In the House of Commons on Tuesday, I asked Transport Secretary Chris Grayling why the government is “disregarding widespread hostility and bulldozing through a third runway, which will inflict crippling noise, significant climate change effects, health-damaging air pollution and catastrophic congestion on a million Londoners.” His response was nothing more than “because we don’t believe it’s going to do those things.”

I find this astonishing. It appears that the government is proceeding with a multi-billion pound project with Grayling’s beliefs as evidence. Why does the government believe that a country of our size should focus on one major airport in an already overcrowded South East? Germany has multiple major airports, Spain three, the French, Italians, and Japanese have at least two. And I find it astonishing that the government is paying such little heed to our legal and moral environmental obligations.

One of my first acts as an MP nineteen years ago was to set out the Liberal Democrat opposition to the expansion of Heathrow or any airport in southeast England. The United Kingdom has a huge imbalance between the London and the South East, and the rest of the country. This imbalance is a serious issue which our government must get to work remedying. Unfortunately, the expansion of Heathrow does just the opposite - it further concentrates government spending and private investment on this overcrowded corner of the country.

Transport for London estimates that to make the necessary upgrades to transport links around Heathrow will be £10-£20 billion pounds. Heathrow airport is reportedly willing to pay only £1billion of those costs. Without upgrades to the Tube and rail links, the impact on London’s already clogged roads will be substantial. Any diversion of investment from improving TfL’s wider network to lines serving Heathrow would be catastrophic for the capital. And it will not be welcomed by Londoners who already face a daily ordeal of crowded tubes and traffic-delayed buses. In the unlikely event that the government agrees to fund this shortfall, this would be salt in the wound for the South-West, the North, and other parts of the country already deprived of funding for improved rail and road links.

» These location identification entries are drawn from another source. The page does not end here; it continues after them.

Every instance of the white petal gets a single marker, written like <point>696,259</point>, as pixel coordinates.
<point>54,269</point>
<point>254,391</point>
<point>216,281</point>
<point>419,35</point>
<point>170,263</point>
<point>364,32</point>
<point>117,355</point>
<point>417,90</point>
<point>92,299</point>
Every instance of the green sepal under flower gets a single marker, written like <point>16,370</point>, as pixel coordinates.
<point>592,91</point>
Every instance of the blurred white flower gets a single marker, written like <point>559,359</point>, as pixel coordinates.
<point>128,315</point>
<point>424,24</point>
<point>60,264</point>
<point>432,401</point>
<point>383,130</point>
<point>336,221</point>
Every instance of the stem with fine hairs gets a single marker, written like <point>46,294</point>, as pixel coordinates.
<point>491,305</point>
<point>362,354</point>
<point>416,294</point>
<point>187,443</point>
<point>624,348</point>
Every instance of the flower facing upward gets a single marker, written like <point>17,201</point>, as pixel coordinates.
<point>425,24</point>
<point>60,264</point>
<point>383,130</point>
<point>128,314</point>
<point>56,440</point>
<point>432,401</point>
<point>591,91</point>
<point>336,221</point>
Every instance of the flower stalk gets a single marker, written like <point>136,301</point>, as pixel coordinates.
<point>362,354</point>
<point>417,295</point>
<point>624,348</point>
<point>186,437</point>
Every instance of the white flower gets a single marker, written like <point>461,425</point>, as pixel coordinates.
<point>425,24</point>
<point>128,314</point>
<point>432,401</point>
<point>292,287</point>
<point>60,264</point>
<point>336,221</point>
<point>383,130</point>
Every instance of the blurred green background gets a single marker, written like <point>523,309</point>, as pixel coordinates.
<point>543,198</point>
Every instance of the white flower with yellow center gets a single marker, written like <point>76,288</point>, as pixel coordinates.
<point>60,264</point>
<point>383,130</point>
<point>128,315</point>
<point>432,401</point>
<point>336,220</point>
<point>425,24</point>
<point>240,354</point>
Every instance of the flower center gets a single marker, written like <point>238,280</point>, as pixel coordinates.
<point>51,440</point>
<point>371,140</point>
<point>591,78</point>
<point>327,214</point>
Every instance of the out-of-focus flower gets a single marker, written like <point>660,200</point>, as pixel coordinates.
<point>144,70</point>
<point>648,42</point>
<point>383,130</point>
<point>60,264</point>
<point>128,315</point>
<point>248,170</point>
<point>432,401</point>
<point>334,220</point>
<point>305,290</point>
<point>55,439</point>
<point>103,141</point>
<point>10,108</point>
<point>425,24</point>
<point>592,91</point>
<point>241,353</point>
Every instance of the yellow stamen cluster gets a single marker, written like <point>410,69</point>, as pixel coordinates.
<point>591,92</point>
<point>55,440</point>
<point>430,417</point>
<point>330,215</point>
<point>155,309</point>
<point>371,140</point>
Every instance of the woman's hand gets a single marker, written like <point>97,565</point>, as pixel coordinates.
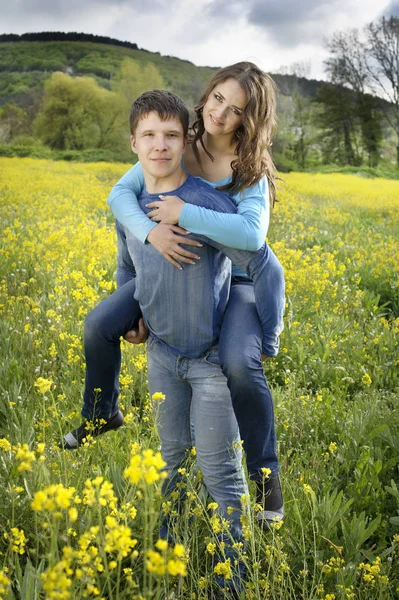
<point>137,335</point>
<point>166,210</point>
<point>166,239</point>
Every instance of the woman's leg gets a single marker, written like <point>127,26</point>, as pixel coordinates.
<point>240,350</point>
<point>104,326</point>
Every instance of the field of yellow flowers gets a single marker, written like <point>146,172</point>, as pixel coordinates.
<point>84,524</point>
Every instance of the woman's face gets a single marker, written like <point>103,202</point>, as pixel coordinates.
<point>224,108</point>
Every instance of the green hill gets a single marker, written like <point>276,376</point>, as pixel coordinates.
<point>25,65</point>
<point>318,122</point>
<point>26,61</point>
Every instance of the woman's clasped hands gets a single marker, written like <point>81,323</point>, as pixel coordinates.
<point>166,210</point>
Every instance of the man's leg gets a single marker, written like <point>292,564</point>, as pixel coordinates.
<point>172,415</point>
<point>219,452</point>
<point>104,326</point>
<point>240,355</point>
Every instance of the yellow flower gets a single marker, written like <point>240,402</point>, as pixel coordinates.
<point>5,445</point>
<point>176,567</point>
<point>266,472</point>
<point>161,545</point>
<point>307,489</point>
<point>211,548</point>
<point>366,379</point>
<point>25,456</point>
<point>17,539</point>
<point>223,569</point>
<point>43,385</point>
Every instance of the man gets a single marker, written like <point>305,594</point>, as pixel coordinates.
<point>183,310</point>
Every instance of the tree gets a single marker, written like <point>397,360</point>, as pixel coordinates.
<point>338,122</point>
<point>78,114</point>
<point>299,112</point>
<point>13,122</point>
<point>383,66</point>
<point>349,66</point>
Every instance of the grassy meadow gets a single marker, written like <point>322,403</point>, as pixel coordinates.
<point>84,524</point>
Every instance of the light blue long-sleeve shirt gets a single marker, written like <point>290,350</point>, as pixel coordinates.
<point>184,309</point>
<point>245,230</point>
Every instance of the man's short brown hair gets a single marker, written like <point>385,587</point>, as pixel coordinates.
<point>166,104</point>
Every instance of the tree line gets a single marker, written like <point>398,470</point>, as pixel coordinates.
<point>352,119</point>
<point>60,36</point>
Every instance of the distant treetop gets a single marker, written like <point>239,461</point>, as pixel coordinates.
<point>60,36</point>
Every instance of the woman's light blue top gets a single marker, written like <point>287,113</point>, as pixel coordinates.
<point>245,230</point>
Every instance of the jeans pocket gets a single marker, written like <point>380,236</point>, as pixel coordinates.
<point>212,357</point>
<point>152,341</point>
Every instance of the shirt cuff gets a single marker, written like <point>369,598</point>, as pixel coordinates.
<point>186,216</point>
<point>149,227</point>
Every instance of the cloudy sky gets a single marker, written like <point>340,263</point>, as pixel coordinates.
<point>272,33</point>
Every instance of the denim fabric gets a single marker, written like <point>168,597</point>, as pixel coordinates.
<point>171,300</point>
<point>197,404</point>
<point>104,325</point>
<point>240,347</point>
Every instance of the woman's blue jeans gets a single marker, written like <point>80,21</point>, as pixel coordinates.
<point>240,358</point>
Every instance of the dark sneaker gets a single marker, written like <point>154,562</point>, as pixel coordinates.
<point>94,428</point>
<point>270,497</point>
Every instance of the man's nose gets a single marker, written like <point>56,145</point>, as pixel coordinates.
<point>160,143</point>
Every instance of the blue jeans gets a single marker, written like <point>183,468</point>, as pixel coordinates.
<point>239,347</point>
<point>197,410</point>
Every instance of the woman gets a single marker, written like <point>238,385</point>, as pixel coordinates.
<point>236,119</point>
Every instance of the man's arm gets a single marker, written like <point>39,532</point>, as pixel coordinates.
<point>125,270</point>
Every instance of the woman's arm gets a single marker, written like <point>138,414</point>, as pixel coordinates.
<point>123,203</point>
<point>245,230</point>
<point>165,238</point>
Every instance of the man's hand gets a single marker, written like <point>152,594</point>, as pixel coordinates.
<point>166,210</point>
<point>166,239</point>
<point>138,335</point>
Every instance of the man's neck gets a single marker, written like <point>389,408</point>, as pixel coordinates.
<point>156,185</point>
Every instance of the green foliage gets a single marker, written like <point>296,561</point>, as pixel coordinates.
<point>23,64</point>
<point>335,386</point>
<point>13,122</point>
<point>78,114</point>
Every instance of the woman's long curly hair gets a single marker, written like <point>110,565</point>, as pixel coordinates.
<point>255,133</point>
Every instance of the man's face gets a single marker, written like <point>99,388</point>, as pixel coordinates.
<point>159,145</point>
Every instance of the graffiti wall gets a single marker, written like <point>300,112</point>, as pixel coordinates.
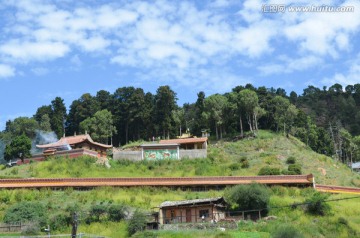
<point>158,154</point>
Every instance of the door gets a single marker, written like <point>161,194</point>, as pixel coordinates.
<point>188,215</point>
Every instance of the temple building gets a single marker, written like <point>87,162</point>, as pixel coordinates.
<point>82,143</point>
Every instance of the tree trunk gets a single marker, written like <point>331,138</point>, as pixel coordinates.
<point>217,133</point>
<point>126,132</point>
<point>241,128</point>
<point>249,122</point>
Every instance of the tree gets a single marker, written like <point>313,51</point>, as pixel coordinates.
<point>285,113</point>
<point>44,123</point>
<point>165,103</point>
<point>100,126</point>
<point>19,147</point>
<point>129,111</point>
<point>58,116</point>
<point>81,109</point>
<point>249,103</point>
<point>248,197</point>
<point>26,211</point>
<point>215,105</point>
<point>22,125</point>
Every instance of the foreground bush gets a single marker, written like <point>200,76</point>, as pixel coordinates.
<point>267,170</point>
<point>286,231</point>
<point>137,222</point>
<point>248,197</point>
<point>294,169</point>
<point>316,204</point>
<point>25,212</point>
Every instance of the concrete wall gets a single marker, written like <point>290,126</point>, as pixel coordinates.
<point>193,154</point>
<point>130,155</point>
<point>136,155</point>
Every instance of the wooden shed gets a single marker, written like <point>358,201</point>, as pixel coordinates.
<point>197,210</point>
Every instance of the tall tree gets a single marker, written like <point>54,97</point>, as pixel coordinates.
<point>84,107</point>
<point>215,105</point>
<point>19,147</point>
<point>165,103</point>
<point>285,113</point>
<point>250,103</point>
<point>22,125</point>
<point>58,116</point>
<point>100,126</point>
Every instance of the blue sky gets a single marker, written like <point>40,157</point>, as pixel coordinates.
<point>67,48</point>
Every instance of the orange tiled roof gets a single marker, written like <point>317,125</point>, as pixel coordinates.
<point>184,141</point>
<point>72,140</point>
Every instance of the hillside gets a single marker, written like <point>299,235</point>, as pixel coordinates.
<point>224,159</point>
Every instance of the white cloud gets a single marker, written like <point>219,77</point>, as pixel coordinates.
<point>350,77</point>
<point>6,71</point>
<point>289,65</point>
<point>39,51</point>
<point>40,71</point>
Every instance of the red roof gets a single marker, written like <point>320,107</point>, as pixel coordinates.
<point>72,140</point>
<point>184,141</point>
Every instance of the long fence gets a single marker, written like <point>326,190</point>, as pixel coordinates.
<point>305,180</point>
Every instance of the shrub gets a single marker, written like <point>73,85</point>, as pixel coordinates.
<point>234,166</point>
<point>295,168</point>
<point>116,212</point>
<point>26,211</point>
<point>248,197</point>
<point>137,222</point>
<point>267,170</point>
<point>245,164</point>
<point>31,229</point>
<point>316,204</point>
<point>291,160</point>
<point>286,231</point>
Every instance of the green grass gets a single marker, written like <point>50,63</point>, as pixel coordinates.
<point>267,149</point>
<point>224,159</point>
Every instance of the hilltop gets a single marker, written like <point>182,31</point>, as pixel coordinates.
<point>224,158</point>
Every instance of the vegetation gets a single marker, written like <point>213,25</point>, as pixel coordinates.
<point>137,222</point>
<point>248,197</point>
<point>316,204</point>
<point>26,212</point>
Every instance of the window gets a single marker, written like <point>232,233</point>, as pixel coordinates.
<point>204,213</point>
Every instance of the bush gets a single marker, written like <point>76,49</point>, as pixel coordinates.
<point>234,166</point>
<point>286,231</point>
<point>245,164</point>
<point>316,204</point>
<point>117,212</point>
<point>137,222</point>
<point>295,168</point>
<point>291,160</point>
<point>267,170</point>
<point>248,197</point>
<point>26,211</point>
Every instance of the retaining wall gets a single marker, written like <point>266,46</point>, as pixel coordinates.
<point>136,155</point>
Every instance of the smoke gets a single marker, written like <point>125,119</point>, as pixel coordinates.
<point>2,150</point>
<point>41,138</point>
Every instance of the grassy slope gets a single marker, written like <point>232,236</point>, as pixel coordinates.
<point>267,149</point>
<point>223,157</point>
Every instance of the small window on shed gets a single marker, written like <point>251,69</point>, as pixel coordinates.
<point>204,213</point>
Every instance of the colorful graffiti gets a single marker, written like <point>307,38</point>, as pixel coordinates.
<point>160,154</point>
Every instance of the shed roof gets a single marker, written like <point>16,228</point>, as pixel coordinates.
<point>184,141</point>
<point>356,165</point>
<point>72,140</point>
<point>190,202</point>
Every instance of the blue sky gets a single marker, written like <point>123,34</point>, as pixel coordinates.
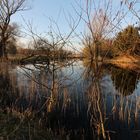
<point>42,10</point>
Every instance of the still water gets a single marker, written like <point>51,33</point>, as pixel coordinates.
<point>73,100</point>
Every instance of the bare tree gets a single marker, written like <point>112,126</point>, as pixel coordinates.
<point>7,9</point>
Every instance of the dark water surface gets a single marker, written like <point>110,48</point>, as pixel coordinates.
<point>71,100</point>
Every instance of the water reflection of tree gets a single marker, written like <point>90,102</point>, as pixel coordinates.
<point>125,81</point>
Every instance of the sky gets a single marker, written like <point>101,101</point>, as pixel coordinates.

Increased congestion in the capital will not only raise the collective blood pressure of Londoners, but will have severe detrimental effects on our already dire levels of air pollution. During each of the last ten years, air pollution levels have been breached at multiple sites around Heathrow. While a large proportion of this air pollution is caused by surface transport serving Heathrow, a third more planes arriving and departing adds yet more particulates to the air. Even without expansion, it is imperative that we work out how to clean this toxic air. Barrelling ahead without doing so is irresponsible, doing nothing but harm our planet and shorten the lives of those living in west London.

We need an innovative, forward-looking strategy. We need to make transferring to a train to Cardiff after a flight from Dubai as straightforward and simple as transferring to another flight is now. We need to invest in better rail links so travelling by train to the centre of Glasgow or Edinburgh is quicker than flying. Expanding Heathrow means missing our climate change targets is a certainty; it makes life a misery for those who live around the airport and it diverts precious Government spending from other more worthy projects.

The Prime Minister would be wise to heed her own advice to the 2008 government and “recognise widespread hostility to Heathrow expansion.” The decision to build a third runway at Heathrow is the wrong one and if she refuses to U-turn she will soon discover the true extent of the opposition to these plans.

Tom Brake is the Liberal Democrat MP for Carshalton & Wallington.